Des inquiétudes ont été exprimées par M. Rachel Mazuir sur les conséquences de ces créations d'emplois quant aux fonctions support du SGDSN : une partie des moyens de l'ANSSI y a été consacrée. De plus, 3 postes avaient été créés pour renforcer les fonctions support du SGDSN en 2019. Je crois donc que la situation est aujourd'hui satisfaisante de ce point de vue. Il s'agit là d'enjeux stratégiques pour lesquels il nous faut dégager des moyens, notamment pour recruter des profils très pointus mais aussi très demandés, cela a été dit par MM. Cadic, Mazuir, Capus et Leconte, que je voudrais remercier. Il faudra d'ailleurs probablement veiller à maintenir cet effort dans la durée, comme vous l'avez exprimé, les uns et les autres.

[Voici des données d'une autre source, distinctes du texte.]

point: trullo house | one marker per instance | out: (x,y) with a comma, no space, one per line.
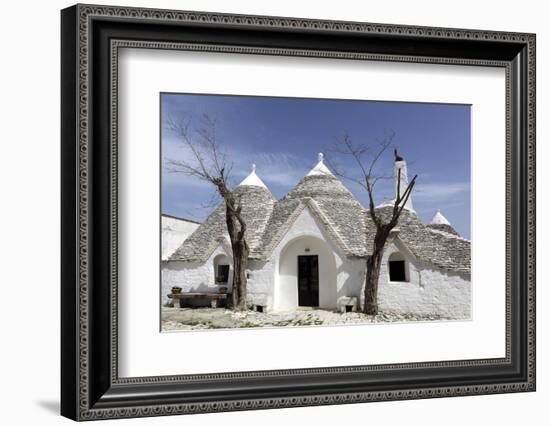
(309,249)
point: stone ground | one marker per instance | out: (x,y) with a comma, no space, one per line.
(174,319)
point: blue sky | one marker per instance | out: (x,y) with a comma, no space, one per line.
(282,136)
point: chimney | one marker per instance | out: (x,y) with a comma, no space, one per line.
(402,180)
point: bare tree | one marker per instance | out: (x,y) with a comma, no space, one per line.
(208,162)
(365,160)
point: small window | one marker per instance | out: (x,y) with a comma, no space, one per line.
(397,270)
(222,274)
(397,267)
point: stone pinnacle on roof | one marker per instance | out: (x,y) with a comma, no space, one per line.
(252,179)
(439,219)
(441,224)
(320,168)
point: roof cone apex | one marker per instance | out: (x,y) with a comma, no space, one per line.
(439,219)
(252,179)
(320,168)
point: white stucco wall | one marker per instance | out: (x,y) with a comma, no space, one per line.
(338,275)
(429,290)
(174,233)
(193,276)
(274,283)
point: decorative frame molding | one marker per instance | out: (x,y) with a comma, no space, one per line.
(91,37)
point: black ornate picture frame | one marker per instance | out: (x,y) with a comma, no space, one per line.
(91,36)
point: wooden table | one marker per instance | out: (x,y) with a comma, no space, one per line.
(213,297)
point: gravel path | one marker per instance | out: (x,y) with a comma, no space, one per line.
(208,318)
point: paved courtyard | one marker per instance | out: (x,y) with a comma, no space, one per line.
(174,319)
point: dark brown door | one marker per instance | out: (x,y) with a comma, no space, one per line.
(308,280)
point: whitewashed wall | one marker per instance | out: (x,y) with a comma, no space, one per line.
(429,290)
(193,276)
(338,275)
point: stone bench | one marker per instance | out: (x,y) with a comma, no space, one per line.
(214,298)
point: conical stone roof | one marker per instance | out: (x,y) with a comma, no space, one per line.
(332,203)
(257,205)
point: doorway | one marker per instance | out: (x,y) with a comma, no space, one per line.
(308,280)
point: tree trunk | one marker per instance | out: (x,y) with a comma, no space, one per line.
(236,229)
(373,271)
(240,264)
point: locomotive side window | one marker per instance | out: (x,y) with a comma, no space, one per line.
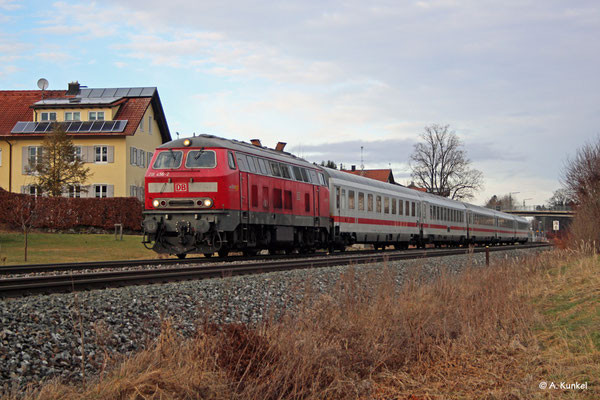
(231,160)
(287,199)
(277,201)
(321,179)
(254,195)
(263,166)
(361,201)
(201,159)
(304,175)
(285,171)
(168,159)
(275,169)
(265,197)
(297,173)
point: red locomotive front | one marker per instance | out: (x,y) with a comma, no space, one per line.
(207,194)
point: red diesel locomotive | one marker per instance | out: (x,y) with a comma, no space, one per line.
(207,194)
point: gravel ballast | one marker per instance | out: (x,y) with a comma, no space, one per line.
(40,336)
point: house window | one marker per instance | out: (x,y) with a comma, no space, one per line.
(96,115)
(73,116)
(74,191)
(101,190)
(48,116)
(35,156)
(101,154)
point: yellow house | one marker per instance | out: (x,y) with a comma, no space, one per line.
(115,132)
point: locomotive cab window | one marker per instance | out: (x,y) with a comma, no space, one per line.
(169,159)
(201,159)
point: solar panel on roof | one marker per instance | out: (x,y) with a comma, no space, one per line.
(134,92)
(97,126)
(74,127)
(148,91)
(85,126)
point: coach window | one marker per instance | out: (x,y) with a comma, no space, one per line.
(231,160)
(285,171)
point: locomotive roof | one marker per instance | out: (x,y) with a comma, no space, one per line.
(236,145)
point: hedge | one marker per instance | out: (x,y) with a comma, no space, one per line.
(68,213)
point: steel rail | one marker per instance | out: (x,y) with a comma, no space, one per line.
(12,287)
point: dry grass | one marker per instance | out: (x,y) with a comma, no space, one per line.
(479,334)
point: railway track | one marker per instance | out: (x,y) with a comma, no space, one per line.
(46,284)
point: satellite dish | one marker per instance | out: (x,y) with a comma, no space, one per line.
(43,83)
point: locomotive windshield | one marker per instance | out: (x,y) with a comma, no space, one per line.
(168,160)
(201,159)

Dans le contexte de la hausse des effectifs de l'ANSSI, la question du relogement est en effet appelée à se poser à moyen terme.
Je m'empresse d'ajouter à l'intention de Mme Harribey que, en contrepartie, 26 ETP sont supprimés sur le programme 129 au titre de la participation des services du Premier ministre à l'effort de maîtrise de la dépense publique.
S'agissant des cabinets ministériels, le jaune budgétaire indique qu'en 2016 ils comptaient 2 983 personnes, cabinet et fonctions support compris, contre 2 377 au 1er août 2018.
Un effort particulier est consenti en faveur des autorités administratives indépendantes – AAI – du programme, avec 20 créations d'emplois, dont 15 pour la CNIL, afin d'accompagner l'entrée en vigueur du Règlement général sur la protection des données, le RGPD.
J'ai été interrogé par M. Leconte sur l'atteinte à l'indépendance des AAI que constituerait la constitution d'une réserve de précaution.
Les autorités administratives indépendantes bénéficient d'ores et déjà d'exceptions aux règles de droit commun, notamment aux règles d'engagement des dépenses puisqu'elles sont dispensées de contrôle budgétaire.
Les exempter de la constitution d'une réserve de précaution nous semble excessif, d'autant que cette réserve est d'un montant de 3 %, contre 8 % auparavant, et qu'elle peut précisément être utile en cas de contentieux pour celles d'entre elles qui prononcent des sanctions.
J'ai également été alerté par Mme Deseyne sur le calendrier de mise en oeuvre du plan national de mobilisation contre les addictions 2018–2022, qui a été en effet reporté. Il devrait être lancé d'ici à quelques semaines.
J'ai noté les remarques du président Requier et du rapporteur Canevet au sujet de la DILA, un exemple réussi de transformation en profondeur d'une administration. Je partage leur opinion sur l'ambition pédagogique assignée à ce service, qui doit rester intacte.
J'en viens enfin à la question de Mme Vermeillet sur la suppression des loyers budgétaires. Il s'agit d'une mesure de simplification d'un dispositif technique qui n'avait pas vraiment fait la preuve de son utilité et de son caractère vertueux d'un point de vue budgétaire.
Ces crédits visent à répondre à la fois aux exigences de la vie démocratique qu'il faut assumer, à la montée en puissance de nouvelles priorités – cybersécurité, missions inédites ou exigences portées auprès de la Commission nationale du droit d'asile – et à la maîtrise nécessaire de la dépense publique.
Je vous remercie et vous prie de bien vouloir adopter l'ensemble de ces crédits. (Applaudissements sur des travées du groupe Union Centriste. – MM. Julien Bargeton et Bernard Buis applaudissent également.)